Reflections of a Father: Navigating the world as a father of two

Thejesh said he wished there were more dad bloggers in India and had shared a dad blog post. I want to share a bit about my experience as a father of two. I often feel like I have so much to say, but I’ve struggled with what to share publicly.

These are the posts about my daughter and the one post about my son.

My daughter is six years old, while my son is 14 months old. Many people ask me to compare how my son is now to how my daughter had been when she was 14 months old. I am comparing how I am with my son now to how I was with my daughter when she was 14 months old back in June 2018.

My daughter was away at our native place for the first six months of her life.
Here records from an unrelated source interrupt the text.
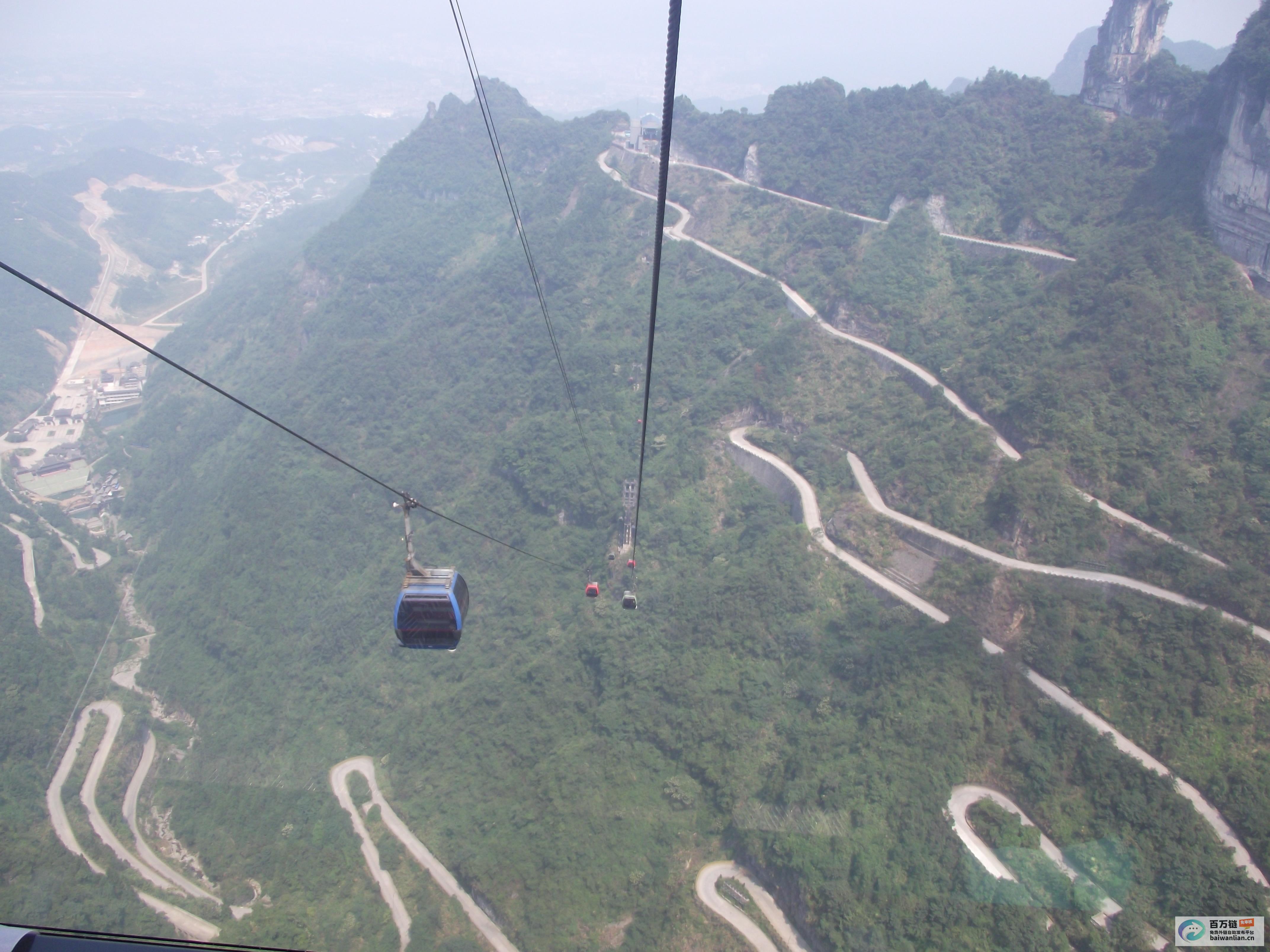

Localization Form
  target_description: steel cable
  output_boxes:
[0,261,578,571]
[631,0,682,581]
[450,0,604,508]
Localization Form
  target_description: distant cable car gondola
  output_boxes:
[392,500,467,651]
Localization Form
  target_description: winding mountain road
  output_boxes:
[671,156,1076,264]
[5,525,44,628]
[838,440,1270,641]
[142,198,273,327]
[123,731,222,905]
[949,783,1121,928]
[728,427,1270,889]
[696,861,812,952]
[330,757,518,952]
[46,701,221,909]
[596,150,1226,569]
[728,427,949,625]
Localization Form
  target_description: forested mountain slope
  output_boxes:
[0,69,1264,949]
[684,67,1270,612]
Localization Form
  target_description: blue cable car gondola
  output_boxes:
[392,498,467,651]
[392,565,467,651]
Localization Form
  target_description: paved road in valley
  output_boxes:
[330,757,518,952]
[5,525,44,628]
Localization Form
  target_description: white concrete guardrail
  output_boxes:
[697,861,812,952]
[847,452,1270,641]
[596,151,1226,569]
[330,757,518,952]
[671,156,1076,264]
[46,701,221,909]
[947,783,1168,949]
[728,427,1270,889]
[949,783,1123,928]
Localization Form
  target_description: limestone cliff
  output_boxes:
[1204,81,1270,279]
[1081,0,1172,113]
[1204,6,1270,292]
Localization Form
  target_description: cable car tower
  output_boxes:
[621,480,635,552]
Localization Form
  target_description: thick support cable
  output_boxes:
[631,0,682,578]
[0,261,575,571]
[450,0,604,508]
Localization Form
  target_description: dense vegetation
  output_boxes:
[678,76,1270,618]
[0,18,1270,952]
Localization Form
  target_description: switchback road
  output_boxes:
[596,150,1226,569]
[330,757,518,952]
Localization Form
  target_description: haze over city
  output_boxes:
[0,0,1256,124]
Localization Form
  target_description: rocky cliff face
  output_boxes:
[1204,5,1270,287]
[1081,0,1172,113]
[1204,78,1270,282]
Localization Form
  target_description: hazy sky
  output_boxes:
[0,0,1257,112]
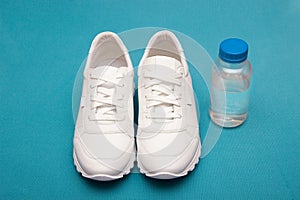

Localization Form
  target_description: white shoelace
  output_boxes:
[89,68,124,122]
[143,70,182,120]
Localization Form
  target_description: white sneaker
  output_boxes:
[137,31,201,179]
[73,32,135,181]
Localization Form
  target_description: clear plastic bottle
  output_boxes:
[209,38,252,128]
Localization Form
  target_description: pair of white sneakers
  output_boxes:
[73,31,201,181]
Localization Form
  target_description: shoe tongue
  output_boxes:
[144,56,182,72]
[144,56,182,123]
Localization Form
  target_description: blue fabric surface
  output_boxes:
[0,0,300,199]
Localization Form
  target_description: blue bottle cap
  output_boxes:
[219,38,248,63]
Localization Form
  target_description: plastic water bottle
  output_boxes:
[209,38,252,127]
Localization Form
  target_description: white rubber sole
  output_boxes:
[73,150,135,181]
[137,141,201,179]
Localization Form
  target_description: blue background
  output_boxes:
[0,0,300,199]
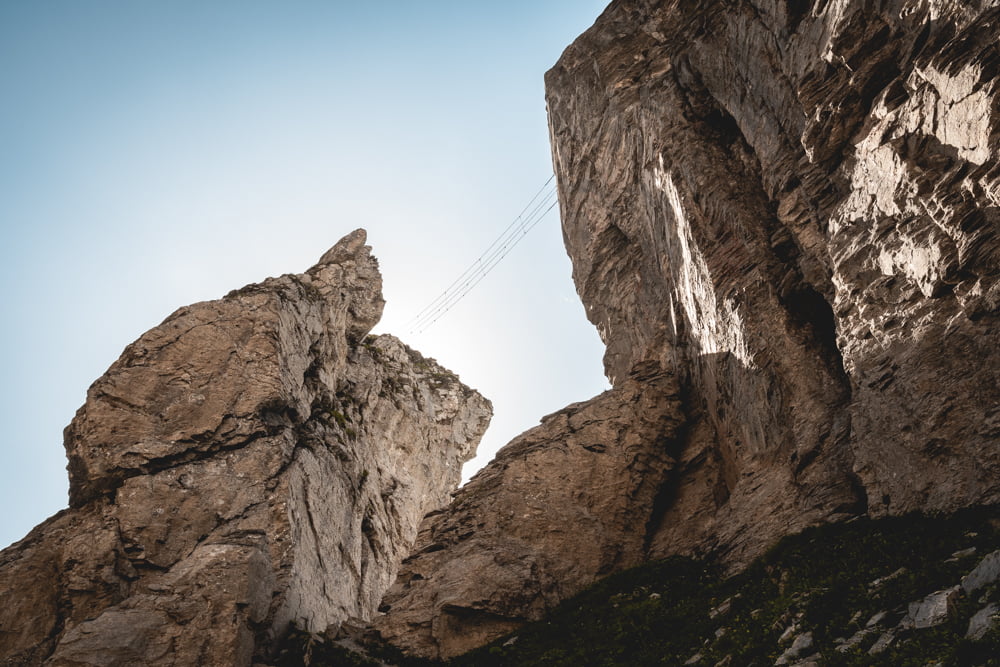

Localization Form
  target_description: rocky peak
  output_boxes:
[376,0,1000,657]
[0,230,491,665]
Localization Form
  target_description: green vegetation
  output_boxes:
[290,509,1000,667]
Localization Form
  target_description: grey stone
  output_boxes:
[774,632,813,665]
[0,230,491,667]
[902,586,960,630]
[962,550,1000,595]
[965,604,1000,640]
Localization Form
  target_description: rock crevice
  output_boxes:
[0,230,491,665]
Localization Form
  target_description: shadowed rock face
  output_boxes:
[0,230,491,665]
[376,0,1000,656]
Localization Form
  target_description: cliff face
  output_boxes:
[376,0,1000,656]
[0,230,491,665]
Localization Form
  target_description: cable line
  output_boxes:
[407,174,555,332]
[408,175,559,333]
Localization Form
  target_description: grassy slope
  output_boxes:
[286,509,1000,667]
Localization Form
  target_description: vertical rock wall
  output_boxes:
[376,0,1000,656]
[0,230,491,665]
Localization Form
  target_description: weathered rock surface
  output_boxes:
[377,0,1000,656]
[0,230,491,665]
[375,368,683,657]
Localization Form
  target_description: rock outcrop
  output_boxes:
[0,230,491,665]
[376,0,1000,656]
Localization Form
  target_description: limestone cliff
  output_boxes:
[0,230,491,665]
[376,0,1000,656]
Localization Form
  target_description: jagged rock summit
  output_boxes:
[375,0,1000,657]
[0,230,492,666]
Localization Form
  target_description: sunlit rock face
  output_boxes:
[376,0,1000,656]
[0,230,491,665]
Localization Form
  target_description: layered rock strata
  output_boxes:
[376,0,1000,656]
[0,230,491,665]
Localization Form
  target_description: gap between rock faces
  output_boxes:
[0,230,491,665]
[376,0,1000,657]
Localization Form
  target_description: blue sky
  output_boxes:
[0,0,606,546]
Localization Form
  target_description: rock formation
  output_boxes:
[0,230,491,665]
[376,0,1000,657]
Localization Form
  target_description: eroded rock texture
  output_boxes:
[377,0,1000,655]
[0,230,491,665]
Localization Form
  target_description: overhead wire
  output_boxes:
[408,175,558,333]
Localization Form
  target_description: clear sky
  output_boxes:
[0,0,607,547]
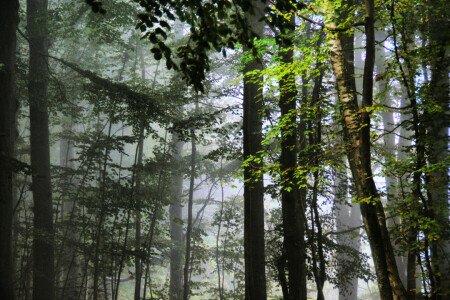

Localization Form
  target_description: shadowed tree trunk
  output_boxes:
[279,16,306,300]
[330,0,406,300]
[169,133,184,300]
[183,119,198,300]
[428,0,450,299]
[334,172,361,300]
[243,0,267,300]
[27,0,55,300]
[0,1,19,300]
[375,30,407,286]
[59,118,81,300]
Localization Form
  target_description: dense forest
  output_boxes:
[0,0,450,300]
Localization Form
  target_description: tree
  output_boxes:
[243,0,267,300]
[27,0,55,300]
[330,0,406,299]
[0,1,19,300]
[279,15,306,299]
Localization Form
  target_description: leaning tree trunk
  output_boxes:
[428,0,450,299]
[169,133,184,300]
[27,0,54,300]
[0,1,19,300]
[375,31,407,285]
[330,0,406,300]
[243,0,267,300]
[183,122,198,300]
[279,16,306,300]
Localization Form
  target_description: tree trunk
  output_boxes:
[279,16,306,300]
[183,124,198,300]
[0,1,19,300]
[169,133,184,300]
[330,0,406,300]
[243,0,267,300]
[375,31,407,285]
[27,0,55,300]
[60,118,81,300]
[428,0,450,299]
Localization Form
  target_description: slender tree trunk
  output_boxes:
[279,16,306,299]
[375,31,407,285]
[169,133,184,300]
[429,0,450,299]
[183,124,198,300]
[60,119,81,300]
[330,0,406,300]
[134,41,146,300]
[0,1,19,300]
[27,0,55,300]
[243,0,267,300]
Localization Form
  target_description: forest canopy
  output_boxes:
[0,0,450,300]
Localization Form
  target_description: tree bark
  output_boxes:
[60,118,81,300]
[183,125,198,300]
[243,0,267,300]
[279,16,306,300]
[169,133,184,300]
[428,0,450,299]
[0,0,19,300]
[330,0,406,300]
[27,0,55,300]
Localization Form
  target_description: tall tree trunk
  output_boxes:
[279,16,306,300]
[428,0,450,299]
[169,133,184,300]
[134,41,148,300]
[243,0,267,300]
[375,30,407,286]
[0,0,19,300]
[183,122,198,300]
[330,0,406,300]
[134,131,145,300]
[59,118,81,300]
[27,0,55,300]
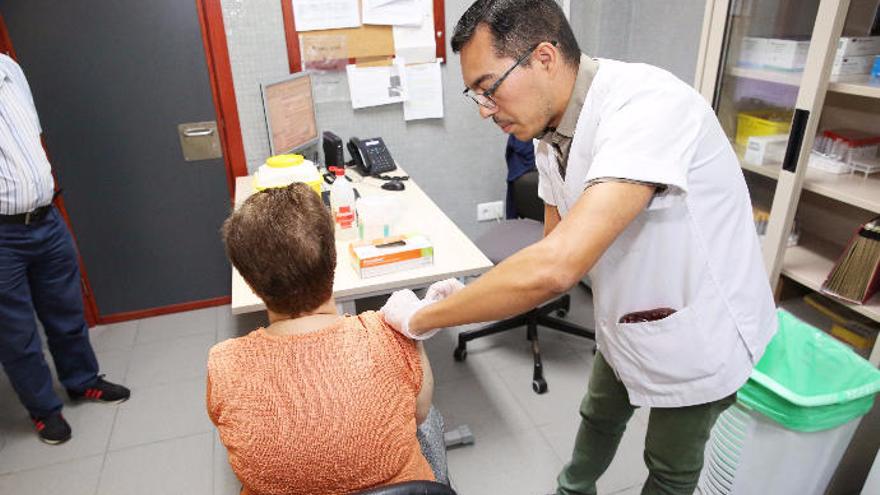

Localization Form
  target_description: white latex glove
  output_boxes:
[425,278,464,302]
[379,289,441,340]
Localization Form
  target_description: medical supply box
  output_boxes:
[736,109,792,146]
[349,234,434,278]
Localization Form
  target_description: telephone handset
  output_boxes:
[348,137,397,175]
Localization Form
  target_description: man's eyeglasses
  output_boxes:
[463,41,556,110]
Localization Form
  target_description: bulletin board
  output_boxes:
[281,0,446,73]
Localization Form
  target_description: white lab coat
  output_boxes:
[535,59,776,407]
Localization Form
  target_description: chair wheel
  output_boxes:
[532,378,547,394]
[452,347,467,362]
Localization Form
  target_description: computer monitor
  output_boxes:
[262,72,321,155]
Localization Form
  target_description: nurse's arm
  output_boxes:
[544,203,562,237]
[409,182,654,334]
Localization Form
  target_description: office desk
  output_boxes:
[232,170,492,314]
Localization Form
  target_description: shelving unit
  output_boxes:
[695,0,880,365]
[737,149,880,214]
[727,67,880,98]
[782,242,880,366]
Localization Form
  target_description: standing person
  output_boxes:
[383,0,776,495]
[0,54,130,444]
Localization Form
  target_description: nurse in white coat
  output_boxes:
[383,0,776,495]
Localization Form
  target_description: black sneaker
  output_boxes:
[67,375,131,404]
[31,411,70,445]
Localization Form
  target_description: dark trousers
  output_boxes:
[556,352,736,495]
[0,209,98,417]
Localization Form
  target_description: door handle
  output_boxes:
[183,127,214,137]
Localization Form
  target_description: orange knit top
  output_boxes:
[207,312,434,495]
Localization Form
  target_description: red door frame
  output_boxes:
[0,0,248,326]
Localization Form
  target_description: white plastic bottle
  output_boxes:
[330,167,357,242]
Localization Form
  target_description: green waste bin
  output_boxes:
[700,310,880,495]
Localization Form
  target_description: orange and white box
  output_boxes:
[349,234,434,278]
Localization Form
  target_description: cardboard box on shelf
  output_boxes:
[737,36,810,71]
[743,134,788,165]
[831,55,874,76]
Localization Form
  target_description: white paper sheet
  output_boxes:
[403,62,443,120]
[362,0,422,26]
[345,59,408,108]
[392,0,437,64]
[288,0,361,32]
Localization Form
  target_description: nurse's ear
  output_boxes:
[532,41,564,75]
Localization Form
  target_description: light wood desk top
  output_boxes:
[232,169,492,314]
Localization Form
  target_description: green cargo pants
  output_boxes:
[556,353,736,495]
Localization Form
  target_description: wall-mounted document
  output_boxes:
[362,0,422,26]
[392,0,437,64]
[346,59,407,108]
[288,0,361,32]
[403,62,443,120]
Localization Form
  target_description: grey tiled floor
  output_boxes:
[0,289,647,495]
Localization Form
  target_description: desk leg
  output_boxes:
[336,299,357,315]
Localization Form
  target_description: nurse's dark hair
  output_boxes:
[452,0,581,67]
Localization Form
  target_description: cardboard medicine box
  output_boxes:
[349,234,434,278]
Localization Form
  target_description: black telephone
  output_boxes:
[348,137,397,175]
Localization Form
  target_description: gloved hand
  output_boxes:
[379,289,441,340]
[425,278,464,302]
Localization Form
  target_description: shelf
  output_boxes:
[734,145,880,213]
[782,240,880,366]
[828,74,880,98]
[727,67,880,99]
[727,67,803,86]
[782,244,880,322]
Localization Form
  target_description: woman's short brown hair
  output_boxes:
[223,183,336,316]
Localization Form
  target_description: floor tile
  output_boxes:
[95,349,132,385]
[214,431,241,495]
[136,307,218,344]
[97,433,213,495]
[0,403,117,474]
[0,454,104,495]
[126,333,214,387]
[448,429,562,495]
[434,371,535,438]
[110,379,213,450]
[498,353,592,426]
[425,325,492,383]
[215,305,269,342]
[89,320,140,352]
I had spent very little time with her. The time away frayed my relationship with my wife and daughter. It took a long time to heal these wounds. I am not sure they have healed.

In contrast, I was with my son from the day he was born. My wife did not go away to Kerala for childbirth like she had for our daughter. There is a lingering sense of guilt when I play with my son, knowing I didn’t play as much with my daughter. I try to make up for lost time, but I realize it is not time that I can reclaim.

Reflecting on my actions, however, reveals something interesting. I’ve been more proactive in planning for my daughter’s future than I have been for my son’s. I have opened a savings account, got her a Sukanya Samruddhi account, and got her insurance. I have enrolled her in the best school in the locality. I have been more relaxed with my son in these aspects.

I have tried to overcome my guilt of not spending enough time with my daughter in the present by planning for her future while I have been more present with my son.